In conclusion, there’s a huge opportunity for transportation providers who focus on sustainability right now to get in on the ground floor in an industry that will capture an increasing amount of interest in the coming years. As green technology advances and sustainable business practices become more robust, a greater share of new business will go to those who have the experience, expertise and equipment to best deliver a net-zero future.

It’s certainly a difficult problem, however, there are easy ways to get started. As so frequently came up during the FourKites Supply Chain Sustainability Summit, sustainability often comes down to a game of percentages. There’s no silver bullet, and the companies that get started now, even if they make a few mistakes along the way, will ultimately be the ones that are successful 10+ years from now.

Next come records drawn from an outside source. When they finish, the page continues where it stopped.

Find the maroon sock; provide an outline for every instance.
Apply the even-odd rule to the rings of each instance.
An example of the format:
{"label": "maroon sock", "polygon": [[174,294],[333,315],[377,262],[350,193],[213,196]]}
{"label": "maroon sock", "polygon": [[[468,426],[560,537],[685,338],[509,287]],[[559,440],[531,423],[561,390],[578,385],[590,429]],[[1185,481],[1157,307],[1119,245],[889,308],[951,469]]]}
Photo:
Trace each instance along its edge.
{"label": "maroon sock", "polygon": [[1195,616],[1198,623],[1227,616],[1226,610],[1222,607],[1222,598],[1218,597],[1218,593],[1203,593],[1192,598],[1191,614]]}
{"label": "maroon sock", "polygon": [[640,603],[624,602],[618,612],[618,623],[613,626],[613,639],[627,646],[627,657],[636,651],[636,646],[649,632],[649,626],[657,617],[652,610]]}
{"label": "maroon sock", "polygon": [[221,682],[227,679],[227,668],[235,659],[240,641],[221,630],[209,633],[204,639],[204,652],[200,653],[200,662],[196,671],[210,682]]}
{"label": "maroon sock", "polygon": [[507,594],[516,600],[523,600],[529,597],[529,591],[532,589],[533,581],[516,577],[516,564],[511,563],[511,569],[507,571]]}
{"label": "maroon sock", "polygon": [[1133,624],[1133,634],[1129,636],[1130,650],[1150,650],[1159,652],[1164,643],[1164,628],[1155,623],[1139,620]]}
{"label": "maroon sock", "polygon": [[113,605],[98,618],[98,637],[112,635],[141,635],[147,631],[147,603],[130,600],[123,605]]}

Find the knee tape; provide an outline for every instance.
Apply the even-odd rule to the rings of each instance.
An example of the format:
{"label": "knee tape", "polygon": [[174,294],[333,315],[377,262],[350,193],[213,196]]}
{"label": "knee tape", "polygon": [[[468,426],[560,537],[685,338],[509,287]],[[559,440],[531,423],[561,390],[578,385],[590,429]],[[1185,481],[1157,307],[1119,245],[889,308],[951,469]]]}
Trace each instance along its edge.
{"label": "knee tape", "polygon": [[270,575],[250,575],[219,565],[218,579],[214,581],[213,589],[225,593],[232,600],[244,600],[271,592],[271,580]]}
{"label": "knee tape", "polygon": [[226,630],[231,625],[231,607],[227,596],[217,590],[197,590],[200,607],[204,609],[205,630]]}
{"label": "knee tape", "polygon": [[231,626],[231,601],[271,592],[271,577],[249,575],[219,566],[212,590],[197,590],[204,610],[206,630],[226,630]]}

It’s Europe where this is happening the most, and it’s Europe that will in many ways continue to lead the way in the years to come. Even so, the US is finally starting to make sustainability an agenda item at the highest levels, prompting companies to look for new ways to track, monitor and improve their sustainability posture. Though many businesses paused their ESG rollouts during COVID, most are starting to reengage in this effort. Those who don’t risk setting themselves up for failure in the long-term by adopting a “wait and see” approach.

But more importantly, it’s logistics where these changes have to happen. Not only is this industry responsible for a large and increasing share of global emissions – it’s also an industry that’s uniquely suited to deal with the vast, complex issues that are at play here.

“That’s what logistics is good at,” says Binns. “We can handle these complexities. This is where we make our living.”